In one case, Nancy and Thomas Andrews were struggling to have a child. A 2007 court described him as Caucasian and her as Dominican, with “skin coloration and facial characteristics typical of that region.” The couple used IVF to combine his sperm with her eggs. The resulting embryo was implanted in Mrs. Andrews, and the pregnancy was a success. When their baby girl was born, however, the couple noticed that her skin was much darker than theirs, with “facial and hair characteristics more typical of African, or African-American descent.” Mrs. Andrews confronted the clinic about the abnormality, and the doctor assured them that their baby girl would “get lighter over time.” But they were skeptical, so they had her DNA tested: no match to Mr. Andrews. The court had little trouble concluding that the clinic had “negligently used someone else’s sperm to fertilize [her] eggs.”
Yet it dismissed their complaint because it was “unable to hold that the birth of an unwanted but otherwise healthy and normal child constitutes an injury to the child’s parents.” The only harm the court was willing to entertain damages for was the anxiety associated with not knowing what had become of Mr. Andrews’ sperm
Our laws shouldn’t immunize the professionals at fault or leave the people who trusted them to suffer without remedy. Damages may be hard to calculate, but it’s not impossible. A few years ago in Singapore, an unnamed couple was struck by how little their newborn daughter looked like her father. Their IVF clinic confessed that it had swapped the husband’s sperm with a stranger’s, but contended that the couple still got a child, a healthy one at that.

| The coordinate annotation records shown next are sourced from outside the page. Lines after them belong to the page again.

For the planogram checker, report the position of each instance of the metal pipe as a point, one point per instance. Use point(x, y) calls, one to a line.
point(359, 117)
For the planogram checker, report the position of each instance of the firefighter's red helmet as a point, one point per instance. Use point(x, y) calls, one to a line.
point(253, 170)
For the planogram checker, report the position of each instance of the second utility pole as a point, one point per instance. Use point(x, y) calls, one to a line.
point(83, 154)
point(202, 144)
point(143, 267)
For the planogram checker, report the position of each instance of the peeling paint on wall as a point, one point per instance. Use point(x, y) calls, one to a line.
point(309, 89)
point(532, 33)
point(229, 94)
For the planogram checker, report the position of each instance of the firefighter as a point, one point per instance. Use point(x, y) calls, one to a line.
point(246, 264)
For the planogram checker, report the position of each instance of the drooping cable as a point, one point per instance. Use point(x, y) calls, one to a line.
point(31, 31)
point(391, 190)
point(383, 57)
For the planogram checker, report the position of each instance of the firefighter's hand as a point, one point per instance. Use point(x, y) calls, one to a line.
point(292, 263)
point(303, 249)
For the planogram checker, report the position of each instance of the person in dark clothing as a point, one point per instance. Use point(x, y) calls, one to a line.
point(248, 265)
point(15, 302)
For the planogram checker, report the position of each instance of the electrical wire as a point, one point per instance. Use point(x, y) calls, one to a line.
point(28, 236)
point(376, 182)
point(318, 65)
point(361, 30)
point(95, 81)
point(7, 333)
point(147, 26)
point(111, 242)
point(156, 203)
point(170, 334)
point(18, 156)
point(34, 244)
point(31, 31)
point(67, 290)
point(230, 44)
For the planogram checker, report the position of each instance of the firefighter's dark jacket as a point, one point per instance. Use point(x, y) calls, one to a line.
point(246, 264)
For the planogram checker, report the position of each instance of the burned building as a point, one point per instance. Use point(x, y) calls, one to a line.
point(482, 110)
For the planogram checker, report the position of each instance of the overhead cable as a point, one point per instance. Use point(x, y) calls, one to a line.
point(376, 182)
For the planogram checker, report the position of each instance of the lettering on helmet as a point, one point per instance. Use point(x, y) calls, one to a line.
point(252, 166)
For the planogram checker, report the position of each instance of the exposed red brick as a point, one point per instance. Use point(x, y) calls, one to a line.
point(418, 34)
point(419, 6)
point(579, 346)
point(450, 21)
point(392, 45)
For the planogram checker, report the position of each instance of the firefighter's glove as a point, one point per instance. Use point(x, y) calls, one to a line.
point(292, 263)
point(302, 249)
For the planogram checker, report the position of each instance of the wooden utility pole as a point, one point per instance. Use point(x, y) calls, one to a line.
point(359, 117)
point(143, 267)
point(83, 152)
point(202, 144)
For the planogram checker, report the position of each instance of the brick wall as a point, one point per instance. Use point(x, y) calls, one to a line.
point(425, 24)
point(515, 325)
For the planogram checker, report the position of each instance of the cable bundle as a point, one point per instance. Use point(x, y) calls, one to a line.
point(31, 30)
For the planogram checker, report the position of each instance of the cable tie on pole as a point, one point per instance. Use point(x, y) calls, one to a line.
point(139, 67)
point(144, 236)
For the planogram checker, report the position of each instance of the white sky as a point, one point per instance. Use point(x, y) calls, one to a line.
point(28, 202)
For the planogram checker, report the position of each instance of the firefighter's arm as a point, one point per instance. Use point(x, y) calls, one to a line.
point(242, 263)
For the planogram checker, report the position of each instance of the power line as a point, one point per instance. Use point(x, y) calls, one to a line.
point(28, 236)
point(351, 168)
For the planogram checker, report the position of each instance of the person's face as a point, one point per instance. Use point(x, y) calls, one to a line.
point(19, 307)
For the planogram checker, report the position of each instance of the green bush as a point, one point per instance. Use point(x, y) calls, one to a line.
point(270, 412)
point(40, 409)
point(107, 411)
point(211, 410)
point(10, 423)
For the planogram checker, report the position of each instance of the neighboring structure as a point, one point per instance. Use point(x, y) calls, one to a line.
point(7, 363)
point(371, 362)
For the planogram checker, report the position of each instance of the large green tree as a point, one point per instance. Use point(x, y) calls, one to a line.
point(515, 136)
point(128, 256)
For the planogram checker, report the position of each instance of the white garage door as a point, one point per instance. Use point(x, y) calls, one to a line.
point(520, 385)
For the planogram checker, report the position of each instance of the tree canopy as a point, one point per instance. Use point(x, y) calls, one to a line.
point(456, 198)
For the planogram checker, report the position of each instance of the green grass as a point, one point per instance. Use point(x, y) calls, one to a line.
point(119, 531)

The case reached the highest level of Singapore’s Supreme Court in 2017. The Court called it “one of the most difficult” in all its history, stuck between undercompensating the mother for the wrong done to her and denigrating the worth of the child. Ultimately, the Court held the fertility center liable for defeating the couple’s plans to have a biological child with whom they’d share physical traits. The justices awarded the couple 30 percent of childrearing expenses, or about $78,000 in US dollars.
Existing precedent in this country gives the families involved in the Los Angeles debacle little hope of remedy. But American courts should take a page from Singapore’s judiciary: Judges would do well to vindicate worthy reproductive interests and recognize the real and substantial harms that these mix-ups occasion. US lawmakers must treat fertility clinics like the potent, life-creating institutions they are. If not, we should not be surprised that as the use of reproductive technology becomes increasingly prevalent, incidents of negligence—and the ensuing legal fallout—will continue to make news.